Vous avez mis beaucoup de temps à passer de la distribution à la production avez-vous rencontré des obstacles qui ont retardé cette transition?
On n’a pas eu d’obstacle, on a simplement essayé de faire preuve de vision. Il y a déjà quelques années, j’ai vu ce qui se préparait avec l’arrivée de la digitalisation, des OTT, la TNT, etc. Et j’ai dit que notre métier allait disparaître parce qu’il n’aurait bientôt plus de sens. Donc il fallait qu’on se diversifie et qu’on se positionne sur quasiment toutes les chaînes de valeurs : la création, la production, l’agrégation, la distribution, la diffusion etc.

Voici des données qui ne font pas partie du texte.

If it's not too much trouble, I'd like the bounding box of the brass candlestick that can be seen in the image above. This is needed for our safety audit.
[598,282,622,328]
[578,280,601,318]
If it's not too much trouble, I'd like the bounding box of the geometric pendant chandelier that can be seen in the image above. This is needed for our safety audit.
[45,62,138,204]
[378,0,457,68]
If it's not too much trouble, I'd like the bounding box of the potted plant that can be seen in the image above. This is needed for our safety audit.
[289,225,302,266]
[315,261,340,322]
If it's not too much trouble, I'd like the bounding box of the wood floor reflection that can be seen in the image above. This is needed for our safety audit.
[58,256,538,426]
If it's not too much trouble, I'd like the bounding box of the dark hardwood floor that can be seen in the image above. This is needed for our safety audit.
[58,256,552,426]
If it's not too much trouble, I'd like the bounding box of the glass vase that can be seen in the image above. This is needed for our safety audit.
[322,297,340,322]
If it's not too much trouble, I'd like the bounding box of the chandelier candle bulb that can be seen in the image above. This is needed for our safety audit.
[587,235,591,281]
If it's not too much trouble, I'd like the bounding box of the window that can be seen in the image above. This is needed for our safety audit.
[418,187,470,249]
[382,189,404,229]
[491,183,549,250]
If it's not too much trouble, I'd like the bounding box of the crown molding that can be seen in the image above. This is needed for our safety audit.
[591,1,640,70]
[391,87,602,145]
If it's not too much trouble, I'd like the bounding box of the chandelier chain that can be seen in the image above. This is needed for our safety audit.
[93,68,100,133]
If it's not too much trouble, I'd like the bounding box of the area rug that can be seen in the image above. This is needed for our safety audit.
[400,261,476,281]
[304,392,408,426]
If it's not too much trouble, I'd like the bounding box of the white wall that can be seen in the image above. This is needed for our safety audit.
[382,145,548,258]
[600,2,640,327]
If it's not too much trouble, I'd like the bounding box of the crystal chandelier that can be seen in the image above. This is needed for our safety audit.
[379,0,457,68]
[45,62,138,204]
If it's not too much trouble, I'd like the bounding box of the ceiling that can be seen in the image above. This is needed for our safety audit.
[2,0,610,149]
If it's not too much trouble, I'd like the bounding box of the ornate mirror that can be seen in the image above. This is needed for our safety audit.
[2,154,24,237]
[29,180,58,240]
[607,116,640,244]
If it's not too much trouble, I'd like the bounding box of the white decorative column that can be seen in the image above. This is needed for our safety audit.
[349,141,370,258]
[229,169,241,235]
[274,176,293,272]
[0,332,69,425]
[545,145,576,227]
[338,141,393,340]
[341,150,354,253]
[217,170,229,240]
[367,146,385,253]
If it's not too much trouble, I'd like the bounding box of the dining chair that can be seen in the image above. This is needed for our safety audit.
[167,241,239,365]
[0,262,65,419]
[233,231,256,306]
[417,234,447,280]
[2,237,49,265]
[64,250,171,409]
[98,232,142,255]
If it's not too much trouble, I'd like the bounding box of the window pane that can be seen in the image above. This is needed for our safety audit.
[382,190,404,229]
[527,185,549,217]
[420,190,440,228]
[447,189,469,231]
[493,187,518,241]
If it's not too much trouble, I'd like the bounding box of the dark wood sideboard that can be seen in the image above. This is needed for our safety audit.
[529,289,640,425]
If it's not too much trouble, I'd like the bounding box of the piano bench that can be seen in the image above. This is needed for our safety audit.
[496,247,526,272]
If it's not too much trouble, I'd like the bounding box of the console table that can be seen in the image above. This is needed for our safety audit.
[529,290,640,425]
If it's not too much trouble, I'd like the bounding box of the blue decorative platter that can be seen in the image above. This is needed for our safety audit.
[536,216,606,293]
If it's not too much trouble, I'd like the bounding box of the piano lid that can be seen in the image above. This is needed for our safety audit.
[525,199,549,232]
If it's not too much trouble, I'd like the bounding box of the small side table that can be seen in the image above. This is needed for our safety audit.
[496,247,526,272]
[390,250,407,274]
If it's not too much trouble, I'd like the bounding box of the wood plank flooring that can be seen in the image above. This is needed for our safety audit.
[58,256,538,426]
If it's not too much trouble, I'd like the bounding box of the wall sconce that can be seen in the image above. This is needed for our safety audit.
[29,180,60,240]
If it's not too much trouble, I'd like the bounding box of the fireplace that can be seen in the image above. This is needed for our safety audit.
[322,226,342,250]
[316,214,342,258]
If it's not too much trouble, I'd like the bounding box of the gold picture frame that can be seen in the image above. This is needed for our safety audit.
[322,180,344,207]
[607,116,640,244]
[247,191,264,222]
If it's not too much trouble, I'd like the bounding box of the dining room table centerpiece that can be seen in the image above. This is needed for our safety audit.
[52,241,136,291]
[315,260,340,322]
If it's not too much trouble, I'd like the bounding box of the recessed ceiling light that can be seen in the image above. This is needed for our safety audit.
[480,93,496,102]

AE: En matière de production vous semblez développer une rélation particulière avec les formats courts. Pourquoi?
BA: Dans le format court, les Africains sont aussi bien armés que n’importe quel autre acteur. Un gamin de 18 ans de Yopougon est à niveau égal avec le gamin du même âge de Brooklyn. Ils font d’autant plus jeu égal qu’ils se ressemblent : c’est les mêmes cultures urbaines, la même casquette à l’envers, les mêmes codes, et un gars de Yopougon qui en filme un autre en train de danser du Hip-hop par exemple fera, toutes choses étant par ailleurs égales, le même nombre de vues sur Youtube que le gamin de Brooklyn. Le format court nivelle les différences.